All of lore.kernel.org
 help / color / mirror / Atom feed
From: Max Gurtovoy <mgurtovoy@nvidia.com>
To: Sagi Grimberg <sagi@grimberg.me>, Keith Busch <kbusch@kernel.org>
Cc: Christoph Hellwig <hch@lst.de>, <linux-nvme@lists.infradead.org>,
	<chaitanyak@nvidia.com>, <oren@nvidia.com>, <benishay@nvidia.com>,
	<borisp@nvidia.com>, <aviadye@nvidia.com>, <idanb@nvidia.com>,
	<jsmart2021@gmail.com>
Subject: Re: [PATCH v1 0/4] Add command id quirk for fabrics
Date: Thu, 11 Nov 2021 11:29:11 +0200	[thread overview]

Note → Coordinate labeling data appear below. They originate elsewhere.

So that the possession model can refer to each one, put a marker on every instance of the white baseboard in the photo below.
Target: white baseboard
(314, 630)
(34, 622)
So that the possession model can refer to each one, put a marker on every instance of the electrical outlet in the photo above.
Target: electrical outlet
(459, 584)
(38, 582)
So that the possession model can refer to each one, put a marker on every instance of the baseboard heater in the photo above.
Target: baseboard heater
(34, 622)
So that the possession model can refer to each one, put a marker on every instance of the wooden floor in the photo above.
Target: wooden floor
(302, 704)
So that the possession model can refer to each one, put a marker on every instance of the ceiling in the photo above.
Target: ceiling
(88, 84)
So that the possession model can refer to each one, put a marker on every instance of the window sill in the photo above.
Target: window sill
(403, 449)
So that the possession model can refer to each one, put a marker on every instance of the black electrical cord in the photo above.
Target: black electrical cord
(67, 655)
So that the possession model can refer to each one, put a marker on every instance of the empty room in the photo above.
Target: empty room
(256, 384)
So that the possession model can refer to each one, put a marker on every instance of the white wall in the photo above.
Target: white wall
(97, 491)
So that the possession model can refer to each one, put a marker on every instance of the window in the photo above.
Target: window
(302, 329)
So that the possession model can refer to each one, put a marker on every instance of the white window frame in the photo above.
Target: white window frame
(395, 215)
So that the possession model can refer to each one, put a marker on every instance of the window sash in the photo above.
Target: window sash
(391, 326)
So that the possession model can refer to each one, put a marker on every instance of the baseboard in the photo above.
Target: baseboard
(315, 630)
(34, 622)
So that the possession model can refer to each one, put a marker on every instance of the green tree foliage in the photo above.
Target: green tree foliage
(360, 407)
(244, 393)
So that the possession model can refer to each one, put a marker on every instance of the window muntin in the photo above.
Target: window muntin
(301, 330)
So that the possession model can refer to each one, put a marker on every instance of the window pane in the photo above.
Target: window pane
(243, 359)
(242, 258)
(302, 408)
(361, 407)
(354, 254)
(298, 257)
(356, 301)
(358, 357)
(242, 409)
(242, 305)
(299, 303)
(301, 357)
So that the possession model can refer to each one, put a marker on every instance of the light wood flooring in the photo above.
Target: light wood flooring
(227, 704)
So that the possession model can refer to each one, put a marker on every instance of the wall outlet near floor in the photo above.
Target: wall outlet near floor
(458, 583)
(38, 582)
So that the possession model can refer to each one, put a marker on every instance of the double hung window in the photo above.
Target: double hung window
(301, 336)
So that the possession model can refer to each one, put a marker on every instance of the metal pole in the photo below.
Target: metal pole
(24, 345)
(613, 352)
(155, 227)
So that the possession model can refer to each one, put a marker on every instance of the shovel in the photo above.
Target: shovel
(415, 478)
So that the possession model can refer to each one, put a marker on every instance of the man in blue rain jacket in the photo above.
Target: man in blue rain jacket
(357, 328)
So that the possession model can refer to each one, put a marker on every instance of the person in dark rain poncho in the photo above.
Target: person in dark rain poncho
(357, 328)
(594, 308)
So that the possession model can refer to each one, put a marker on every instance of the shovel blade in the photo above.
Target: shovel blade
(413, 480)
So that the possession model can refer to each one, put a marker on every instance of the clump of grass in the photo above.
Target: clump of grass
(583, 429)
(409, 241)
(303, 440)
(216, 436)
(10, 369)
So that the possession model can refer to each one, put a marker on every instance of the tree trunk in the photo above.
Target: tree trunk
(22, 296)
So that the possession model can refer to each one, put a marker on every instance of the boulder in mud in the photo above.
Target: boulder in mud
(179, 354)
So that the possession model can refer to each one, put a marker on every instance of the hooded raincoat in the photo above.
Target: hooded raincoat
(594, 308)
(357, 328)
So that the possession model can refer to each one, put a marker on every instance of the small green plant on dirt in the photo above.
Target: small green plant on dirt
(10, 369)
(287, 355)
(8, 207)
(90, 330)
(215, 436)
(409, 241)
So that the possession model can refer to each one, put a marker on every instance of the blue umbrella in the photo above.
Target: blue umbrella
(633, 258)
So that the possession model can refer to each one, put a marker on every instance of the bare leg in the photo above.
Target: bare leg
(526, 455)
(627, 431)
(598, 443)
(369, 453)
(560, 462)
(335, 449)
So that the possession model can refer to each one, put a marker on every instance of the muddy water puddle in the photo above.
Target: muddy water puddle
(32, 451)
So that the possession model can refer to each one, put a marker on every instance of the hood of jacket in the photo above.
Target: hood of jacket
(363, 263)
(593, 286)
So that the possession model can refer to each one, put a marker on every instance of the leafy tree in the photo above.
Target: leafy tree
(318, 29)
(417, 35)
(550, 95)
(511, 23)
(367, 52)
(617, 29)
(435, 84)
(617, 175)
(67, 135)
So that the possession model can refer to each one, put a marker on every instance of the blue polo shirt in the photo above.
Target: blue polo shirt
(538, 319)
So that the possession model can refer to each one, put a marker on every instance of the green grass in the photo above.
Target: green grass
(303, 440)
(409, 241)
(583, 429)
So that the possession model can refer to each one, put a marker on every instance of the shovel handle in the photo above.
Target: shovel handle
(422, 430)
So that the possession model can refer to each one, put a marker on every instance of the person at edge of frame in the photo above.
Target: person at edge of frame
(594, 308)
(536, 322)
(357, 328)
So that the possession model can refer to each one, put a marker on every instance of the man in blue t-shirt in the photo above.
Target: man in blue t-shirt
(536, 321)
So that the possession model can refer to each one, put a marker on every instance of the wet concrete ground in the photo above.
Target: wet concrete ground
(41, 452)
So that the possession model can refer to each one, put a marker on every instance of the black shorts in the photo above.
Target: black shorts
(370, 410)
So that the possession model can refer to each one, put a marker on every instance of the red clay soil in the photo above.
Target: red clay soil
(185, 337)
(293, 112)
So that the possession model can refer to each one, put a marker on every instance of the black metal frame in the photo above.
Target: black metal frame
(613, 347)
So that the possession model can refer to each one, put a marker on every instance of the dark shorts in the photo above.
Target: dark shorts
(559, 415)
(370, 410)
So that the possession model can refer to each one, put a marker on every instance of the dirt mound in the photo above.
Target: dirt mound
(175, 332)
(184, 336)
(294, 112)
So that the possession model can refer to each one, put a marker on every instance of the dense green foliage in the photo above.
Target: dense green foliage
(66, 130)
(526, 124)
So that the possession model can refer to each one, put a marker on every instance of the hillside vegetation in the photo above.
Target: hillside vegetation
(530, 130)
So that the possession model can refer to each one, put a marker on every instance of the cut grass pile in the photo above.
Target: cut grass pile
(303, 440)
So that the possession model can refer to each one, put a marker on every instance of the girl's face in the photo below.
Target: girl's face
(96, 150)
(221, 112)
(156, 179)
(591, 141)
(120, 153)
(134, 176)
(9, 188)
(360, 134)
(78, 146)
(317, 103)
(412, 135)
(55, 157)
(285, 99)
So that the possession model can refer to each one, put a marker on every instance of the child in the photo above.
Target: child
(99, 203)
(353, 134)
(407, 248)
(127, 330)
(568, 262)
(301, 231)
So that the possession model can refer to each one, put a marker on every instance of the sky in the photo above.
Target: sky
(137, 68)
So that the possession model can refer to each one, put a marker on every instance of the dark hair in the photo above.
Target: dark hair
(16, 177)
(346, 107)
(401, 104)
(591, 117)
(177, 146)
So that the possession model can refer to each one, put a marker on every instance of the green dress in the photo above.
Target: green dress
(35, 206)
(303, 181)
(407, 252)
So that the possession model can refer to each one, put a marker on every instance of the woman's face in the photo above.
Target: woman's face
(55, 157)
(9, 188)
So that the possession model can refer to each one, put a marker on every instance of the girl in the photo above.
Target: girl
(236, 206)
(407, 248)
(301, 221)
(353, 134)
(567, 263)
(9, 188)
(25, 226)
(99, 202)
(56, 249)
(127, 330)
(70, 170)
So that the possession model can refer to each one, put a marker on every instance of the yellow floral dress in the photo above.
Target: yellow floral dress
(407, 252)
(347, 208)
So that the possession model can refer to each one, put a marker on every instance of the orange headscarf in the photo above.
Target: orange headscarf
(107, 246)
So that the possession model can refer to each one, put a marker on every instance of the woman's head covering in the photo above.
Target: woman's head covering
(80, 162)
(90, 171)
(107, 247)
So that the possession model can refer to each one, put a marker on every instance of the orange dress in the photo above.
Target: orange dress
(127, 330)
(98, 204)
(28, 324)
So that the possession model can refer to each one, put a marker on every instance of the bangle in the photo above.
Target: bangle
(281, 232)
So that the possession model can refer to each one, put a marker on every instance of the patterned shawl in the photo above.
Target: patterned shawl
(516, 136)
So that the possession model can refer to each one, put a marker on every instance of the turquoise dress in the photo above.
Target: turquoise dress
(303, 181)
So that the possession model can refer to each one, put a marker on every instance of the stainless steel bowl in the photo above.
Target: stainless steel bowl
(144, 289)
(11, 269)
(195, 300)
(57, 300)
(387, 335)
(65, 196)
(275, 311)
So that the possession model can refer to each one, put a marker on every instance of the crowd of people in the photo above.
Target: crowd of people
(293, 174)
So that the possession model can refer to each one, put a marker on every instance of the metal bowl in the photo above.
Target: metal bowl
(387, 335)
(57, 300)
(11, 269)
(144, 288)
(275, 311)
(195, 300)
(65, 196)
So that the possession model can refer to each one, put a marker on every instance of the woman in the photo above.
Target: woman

Message-ID: <fc27faf4-c876-ced5-c9cb-2d6730e07f2d@nvidia.com> (raw)
In-Reply-To: <e2d589ab-2457-a3c8-ba2a-9e4f813d9a72@grimberg.me>


On 11/10/2021 9:45 PM, Sagi Grimberg wrote:
> Hey, sorry for the late chime here, ramping up on some emails.
>
>>>>>>> Max, if you can't point us to a broken target (and yes, it is 
>>>>>>> broken)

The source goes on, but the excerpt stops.